At this roundtable we discussed this year’s “Internet of Things Conference” in Brussels, where the vision of 50 billion enabled devices being connected by the year 2020 caused much excitement. Concern was expressed, however, about the diverse cultural differences affecting European and the US approaches to the regulation and standardization of this new technology.
The European Union has established an Internet of Things expert group, with six subgroups that focus on identity, privacy, security, ethics, architecture and standards. Their goal is to issue a report by the end of the year that will be used for public consultation during 2012, with an impact assessment delivered by July and regulations determined by the end of 2012.

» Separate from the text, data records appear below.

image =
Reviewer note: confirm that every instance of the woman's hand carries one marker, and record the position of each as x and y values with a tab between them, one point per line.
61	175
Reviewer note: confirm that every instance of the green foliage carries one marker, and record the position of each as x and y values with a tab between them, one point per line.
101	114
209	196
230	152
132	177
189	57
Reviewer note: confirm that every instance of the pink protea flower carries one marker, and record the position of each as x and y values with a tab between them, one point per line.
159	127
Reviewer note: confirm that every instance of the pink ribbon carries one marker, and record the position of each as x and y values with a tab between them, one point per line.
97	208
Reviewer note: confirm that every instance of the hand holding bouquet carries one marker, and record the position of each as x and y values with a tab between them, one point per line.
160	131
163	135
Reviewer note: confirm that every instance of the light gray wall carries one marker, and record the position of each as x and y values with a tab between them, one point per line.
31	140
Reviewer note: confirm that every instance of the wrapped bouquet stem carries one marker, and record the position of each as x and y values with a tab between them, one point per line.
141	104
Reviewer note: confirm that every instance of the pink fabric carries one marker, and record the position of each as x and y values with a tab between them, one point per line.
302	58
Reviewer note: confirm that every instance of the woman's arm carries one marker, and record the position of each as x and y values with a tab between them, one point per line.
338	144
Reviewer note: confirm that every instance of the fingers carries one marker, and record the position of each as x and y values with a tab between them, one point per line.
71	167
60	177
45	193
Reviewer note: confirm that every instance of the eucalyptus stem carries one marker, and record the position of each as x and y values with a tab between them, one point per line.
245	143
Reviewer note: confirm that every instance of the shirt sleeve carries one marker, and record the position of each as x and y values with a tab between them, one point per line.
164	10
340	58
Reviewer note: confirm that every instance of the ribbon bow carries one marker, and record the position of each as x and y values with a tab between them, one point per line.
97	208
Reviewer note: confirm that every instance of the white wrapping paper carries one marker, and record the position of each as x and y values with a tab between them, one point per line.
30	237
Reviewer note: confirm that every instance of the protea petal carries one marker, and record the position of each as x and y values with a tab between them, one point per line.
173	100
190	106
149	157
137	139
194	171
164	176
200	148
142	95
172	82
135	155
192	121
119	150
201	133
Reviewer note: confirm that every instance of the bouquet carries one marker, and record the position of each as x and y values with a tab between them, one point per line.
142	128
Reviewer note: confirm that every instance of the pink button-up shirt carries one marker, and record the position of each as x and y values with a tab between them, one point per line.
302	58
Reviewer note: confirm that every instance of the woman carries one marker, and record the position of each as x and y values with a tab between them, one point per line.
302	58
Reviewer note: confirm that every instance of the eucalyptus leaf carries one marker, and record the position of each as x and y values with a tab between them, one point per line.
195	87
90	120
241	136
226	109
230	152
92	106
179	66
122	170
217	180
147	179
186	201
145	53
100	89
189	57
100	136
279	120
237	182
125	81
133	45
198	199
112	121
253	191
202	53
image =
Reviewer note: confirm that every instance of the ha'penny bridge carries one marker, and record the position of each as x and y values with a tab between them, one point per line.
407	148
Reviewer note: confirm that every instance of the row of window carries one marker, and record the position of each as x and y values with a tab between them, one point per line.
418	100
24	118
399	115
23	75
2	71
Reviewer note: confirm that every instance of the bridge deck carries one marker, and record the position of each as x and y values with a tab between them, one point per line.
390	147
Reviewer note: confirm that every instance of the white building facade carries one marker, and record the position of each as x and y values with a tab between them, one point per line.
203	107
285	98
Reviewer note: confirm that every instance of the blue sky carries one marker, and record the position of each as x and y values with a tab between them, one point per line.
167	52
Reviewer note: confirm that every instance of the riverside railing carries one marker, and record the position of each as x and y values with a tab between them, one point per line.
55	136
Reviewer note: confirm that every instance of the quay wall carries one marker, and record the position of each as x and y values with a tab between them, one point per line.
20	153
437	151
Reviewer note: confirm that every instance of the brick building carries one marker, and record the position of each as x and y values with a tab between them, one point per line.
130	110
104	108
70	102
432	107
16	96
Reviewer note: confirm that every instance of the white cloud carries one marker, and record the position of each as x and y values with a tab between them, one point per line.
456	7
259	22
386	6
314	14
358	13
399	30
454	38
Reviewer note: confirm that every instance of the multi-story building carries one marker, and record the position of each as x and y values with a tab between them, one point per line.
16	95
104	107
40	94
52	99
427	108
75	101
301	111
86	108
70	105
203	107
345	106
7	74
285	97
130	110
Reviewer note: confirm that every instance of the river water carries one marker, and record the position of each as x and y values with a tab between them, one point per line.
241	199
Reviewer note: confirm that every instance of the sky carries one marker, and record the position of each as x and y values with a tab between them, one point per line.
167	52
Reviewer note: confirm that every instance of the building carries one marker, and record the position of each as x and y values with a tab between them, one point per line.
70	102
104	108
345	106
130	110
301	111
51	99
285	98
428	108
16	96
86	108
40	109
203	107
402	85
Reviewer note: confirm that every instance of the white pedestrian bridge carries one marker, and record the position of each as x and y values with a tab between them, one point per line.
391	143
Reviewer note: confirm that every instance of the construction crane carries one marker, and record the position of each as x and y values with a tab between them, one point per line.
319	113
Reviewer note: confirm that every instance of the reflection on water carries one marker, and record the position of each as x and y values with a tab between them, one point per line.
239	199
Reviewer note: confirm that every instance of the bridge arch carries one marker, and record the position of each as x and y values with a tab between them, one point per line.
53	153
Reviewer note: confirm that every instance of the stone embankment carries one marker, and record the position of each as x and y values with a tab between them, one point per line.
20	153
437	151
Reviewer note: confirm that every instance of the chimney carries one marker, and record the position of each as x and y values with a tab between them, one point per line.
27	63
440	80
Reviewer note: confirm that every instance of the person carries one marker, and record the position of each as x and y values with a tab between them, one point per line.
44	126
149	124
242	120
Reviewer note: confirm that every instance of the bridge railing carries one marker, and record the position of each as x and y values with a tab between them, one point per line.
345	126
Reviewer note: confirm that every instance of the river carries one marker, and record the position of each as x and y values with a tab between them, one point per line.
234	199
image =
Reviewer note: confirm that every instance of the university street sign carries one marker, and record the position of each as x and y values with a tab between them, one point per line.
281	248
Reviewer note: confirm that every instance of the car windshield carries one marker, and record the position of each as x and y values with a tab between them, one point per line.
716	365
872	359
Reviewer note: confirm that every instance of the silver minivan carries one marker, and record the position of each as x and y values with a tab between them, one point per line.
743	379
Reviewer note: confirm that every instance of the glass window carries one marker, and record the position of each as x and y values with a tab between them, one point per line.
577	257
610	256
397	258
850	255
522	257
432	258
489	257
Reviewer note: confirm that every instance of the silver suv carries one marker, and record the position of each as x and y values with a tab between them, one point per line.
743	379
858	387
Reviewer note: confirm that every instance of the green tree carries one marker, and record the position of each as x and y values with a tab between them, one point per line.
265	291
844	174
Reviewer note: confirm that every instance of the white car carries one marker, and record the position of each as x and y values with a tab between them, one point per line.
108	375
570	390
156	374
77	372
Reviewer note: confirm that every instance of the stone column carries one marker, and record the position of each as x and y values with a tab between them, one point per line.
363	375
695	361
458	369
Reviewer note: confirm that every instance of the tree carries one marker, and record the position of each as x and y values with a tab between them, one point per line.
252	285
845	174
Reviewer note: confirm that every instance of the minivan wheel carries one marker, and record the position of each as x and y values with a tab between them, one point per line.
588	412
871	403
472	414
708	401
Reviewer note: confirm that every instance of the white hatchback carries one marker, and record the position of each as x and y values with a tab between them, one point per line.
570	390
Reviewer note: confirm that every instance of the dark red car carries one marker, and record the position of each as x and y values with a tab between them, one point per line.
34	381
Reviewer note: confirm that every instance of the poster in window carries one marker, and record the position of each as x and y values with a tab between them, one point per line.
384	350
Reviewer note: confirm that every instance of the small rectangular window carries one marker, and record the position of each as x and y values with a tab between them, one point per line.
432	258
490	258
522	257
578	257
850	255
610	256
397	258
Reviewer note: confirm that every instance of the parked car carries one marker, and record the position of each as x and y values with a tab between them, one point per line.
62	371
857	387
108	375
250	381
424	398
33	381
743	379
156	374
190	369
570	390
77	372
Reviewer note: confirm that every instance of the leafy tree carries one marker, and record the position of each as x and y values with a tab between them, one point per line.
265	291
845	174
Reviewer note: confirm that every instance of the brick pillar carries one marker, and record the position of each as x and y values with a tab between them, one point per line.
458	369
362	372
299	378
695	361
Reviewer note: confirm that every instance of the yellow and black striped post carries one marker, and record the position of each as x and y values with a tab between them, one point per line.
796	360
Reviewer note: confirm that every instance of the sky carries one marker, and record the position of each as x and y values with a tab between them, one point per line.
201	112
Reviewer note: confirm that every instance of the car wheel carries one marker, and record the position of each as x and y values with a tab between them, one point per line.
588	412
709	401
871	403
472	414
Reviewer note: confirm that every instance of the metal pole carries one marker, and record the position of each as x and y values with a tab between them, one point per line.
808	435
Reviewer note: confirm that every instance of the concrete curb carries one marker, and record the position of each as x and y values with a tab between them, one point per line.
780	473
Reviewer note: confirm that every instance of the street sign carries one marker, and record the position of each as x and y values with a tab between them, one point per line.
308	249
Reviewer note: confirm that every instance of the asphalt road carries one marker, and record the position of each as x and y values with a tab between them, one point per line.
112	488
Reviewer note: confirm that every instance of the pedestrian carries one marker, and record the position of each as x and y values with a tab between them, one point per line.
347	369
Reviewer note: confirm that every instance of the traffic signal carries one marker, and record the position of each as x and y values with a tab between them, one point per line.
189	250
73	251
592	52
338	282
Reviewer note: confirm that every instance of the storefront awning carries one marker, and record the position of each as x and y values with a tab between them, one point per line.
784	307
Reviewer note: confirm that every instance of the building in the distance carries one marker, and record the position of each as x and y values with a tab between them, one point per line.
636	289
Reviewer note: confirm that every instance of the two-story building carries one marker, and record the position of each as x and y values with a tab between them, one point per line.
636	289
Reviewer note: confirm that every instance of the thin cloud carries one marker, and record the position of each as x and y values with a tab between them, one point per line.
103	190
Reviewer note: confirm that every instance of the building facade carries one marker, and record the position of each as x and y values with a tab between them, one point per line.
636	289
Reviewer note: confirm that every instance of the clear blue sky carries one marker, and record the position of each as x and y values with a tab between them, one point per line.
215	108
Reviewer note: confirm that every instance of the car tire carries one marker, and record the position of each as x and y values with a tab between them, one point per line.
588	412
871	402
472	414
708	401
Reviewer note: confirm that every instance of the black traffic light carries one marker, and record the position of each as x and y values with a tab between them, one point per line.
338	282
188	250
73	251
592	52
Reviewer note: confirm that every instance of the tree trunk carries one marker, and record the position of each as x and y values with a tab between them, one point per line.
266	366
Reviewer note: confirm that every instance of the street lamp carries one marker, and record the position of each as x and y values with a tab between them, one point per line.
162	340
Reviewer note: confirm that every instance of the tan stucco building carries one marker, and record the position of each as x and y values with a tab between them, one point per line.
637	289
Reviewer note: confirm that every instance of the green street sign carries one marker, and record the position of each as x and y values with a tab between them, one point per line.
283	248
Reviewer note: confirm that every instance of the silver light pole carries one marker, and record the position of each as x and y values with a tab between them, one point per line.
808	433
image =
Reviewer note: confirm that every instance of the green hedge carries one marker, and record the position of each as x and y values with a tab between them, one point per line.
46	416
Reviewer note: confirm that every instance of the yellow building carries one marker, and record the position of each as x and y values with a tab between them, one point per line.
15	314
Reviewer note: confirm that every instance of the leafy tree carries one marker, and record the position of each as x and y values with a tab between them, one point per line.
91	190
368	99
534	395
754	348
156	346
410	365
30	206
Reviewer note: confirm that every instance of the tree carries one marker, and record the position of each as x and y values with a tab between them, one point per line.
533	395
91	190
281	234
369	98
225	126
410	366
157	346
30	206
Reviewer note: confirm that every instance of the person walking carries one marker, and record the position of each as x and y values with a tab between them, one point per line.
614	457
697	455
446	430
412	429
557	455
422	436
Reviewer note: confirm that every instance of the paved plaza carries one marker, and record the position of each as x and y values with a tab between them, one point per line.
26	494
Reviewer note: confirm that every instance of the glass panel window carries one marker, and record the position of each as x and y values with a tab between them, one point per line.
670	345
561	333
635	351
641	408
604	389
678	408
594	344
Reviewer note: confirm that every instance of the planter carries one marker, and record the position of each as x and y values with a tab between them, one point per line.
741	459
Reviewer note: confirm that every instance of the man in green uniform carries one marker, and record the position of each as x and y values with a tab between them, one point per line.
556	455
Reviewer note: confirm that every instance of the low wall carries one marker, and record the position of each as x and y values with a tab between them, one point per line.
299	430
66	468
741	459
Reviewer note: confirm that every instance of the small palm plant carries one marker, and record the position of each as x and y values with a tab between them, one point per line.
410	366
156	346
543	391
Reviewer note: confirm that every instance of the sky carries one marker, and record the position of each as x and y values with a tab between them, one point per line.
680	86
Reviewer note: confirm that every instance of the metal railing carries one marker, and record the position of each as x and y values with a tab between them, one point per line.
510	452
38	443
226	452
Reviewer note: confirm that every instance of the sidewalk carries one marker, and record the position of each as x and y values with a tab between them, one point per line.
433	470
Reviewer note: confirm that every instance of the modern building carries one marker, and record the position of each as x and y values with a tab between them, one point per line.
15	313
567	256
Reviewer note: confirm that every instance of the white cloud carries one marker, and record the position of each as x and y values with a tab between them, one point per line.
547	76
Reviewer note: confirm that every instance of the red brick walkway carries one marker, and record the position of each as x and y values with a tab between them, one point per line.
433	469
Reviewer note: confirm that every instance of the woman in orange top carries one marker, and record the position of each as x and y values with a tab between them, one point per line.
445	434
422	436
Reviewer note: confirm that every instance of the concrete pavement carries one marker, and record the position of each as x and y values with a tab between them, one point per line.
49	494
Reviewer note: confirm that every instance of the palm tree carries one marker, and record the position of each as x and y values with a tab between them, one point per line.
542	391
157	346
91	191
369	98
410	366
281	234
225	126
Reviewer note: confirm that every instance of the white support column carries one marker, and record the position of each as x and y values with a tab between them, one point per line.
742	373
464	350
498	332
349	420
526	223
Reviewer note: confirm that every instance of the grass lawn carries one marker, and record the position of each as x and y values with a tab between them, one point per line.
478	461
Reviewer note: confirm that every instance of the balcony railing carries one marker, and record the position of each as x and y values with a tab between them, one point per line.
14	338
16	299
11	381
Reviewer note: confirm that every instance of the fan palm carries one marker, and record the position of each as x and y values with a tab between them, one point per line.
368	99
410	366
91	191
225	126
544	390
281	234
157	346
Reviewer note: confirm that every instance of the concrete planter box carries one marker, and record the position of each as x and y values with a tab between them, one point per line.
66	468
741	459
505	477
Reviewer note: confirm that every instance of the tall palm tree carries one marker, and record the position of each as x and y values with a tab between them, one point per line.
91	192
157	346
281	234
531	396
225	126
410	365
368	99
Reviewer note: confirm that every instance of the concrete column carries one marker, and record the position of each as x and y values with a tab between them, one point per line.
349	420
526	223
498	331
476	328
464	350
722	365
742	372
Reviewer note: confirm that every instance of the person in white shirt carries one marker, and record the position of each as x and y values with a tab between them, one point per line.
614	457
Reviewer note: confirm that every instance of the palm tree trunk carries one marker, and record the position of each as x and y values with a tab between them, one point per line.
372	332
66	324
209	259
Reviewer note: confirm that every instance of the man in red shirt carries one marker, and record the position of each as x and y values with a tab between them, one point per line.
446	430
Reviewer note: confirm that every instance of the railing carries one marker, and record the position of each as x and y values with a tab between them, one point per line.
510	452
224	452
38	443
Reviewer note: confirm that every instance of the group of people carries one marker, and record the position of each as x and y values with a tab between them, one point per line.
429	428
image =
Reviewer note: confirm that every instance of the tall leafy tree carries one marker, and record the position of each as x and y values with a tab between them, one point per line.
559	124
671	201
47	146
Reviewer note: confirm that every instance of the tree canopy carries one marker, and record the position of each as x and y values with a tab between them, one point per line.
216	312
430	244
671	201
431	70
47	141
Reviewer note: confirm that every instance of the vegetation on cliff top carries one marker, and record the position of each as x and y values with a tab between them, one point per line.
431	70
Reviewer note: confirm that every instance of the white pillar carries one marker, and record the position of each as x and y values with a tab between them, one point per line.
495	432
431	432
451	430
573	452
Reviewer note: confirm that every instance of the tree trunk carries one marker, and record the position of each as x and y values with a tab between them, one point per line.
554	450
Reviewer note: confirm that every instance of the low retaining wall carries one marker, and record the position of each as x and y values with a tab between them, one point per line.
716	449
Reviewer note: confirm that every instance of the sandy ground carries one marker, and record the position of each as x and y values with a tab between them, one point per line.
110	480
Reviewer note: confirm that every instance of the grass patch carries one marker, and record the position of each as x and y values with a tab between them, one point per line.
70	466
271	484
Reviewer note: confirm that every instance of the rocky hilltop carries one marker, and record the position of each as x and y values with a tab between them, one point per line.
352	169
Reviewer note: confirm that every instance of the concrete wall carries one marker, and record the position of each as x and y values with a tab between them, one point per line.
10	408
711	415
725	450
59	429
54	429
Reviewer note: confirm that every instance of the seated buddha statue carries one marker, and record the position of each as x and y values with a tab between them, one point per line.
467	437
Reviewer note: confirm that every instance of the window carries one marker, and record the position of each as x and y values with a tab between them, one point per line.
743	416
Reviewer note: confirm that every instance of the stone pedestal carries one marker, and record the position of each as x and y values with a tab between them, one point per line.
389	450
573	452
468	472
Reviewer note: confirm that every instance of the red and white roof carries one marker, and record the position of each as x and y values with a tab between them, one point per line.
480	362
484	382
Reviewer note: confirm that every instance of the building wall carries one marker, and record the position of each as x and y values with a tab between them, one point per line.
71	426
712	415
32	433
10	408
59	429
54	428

Concern was expressed about the European human right’s requirement for the “right to be forgotten” and the ability to “silence the chips”, which means that people can effectively go “off the grid” and manage their own “digital footprint”. In other words, individuals should be able to control what digital information is collected about them, know where it is stored in the cloud and who has access to it. This is in stark contrast to the US approach to Internet of Things technology which lacks any apparent coordinated activity or consultation.
This technological phenomenon is set to transform the nature of society and business as we know it, and on a global scale. To the average person, the Internet of Things is still an inanimate and intangible possibility in the same way that the Internet was back in the early 90’s. The fundamental difference is that the pace of development, innovation and adoption of this new technology will bring change far faster than regulations can keep pace with.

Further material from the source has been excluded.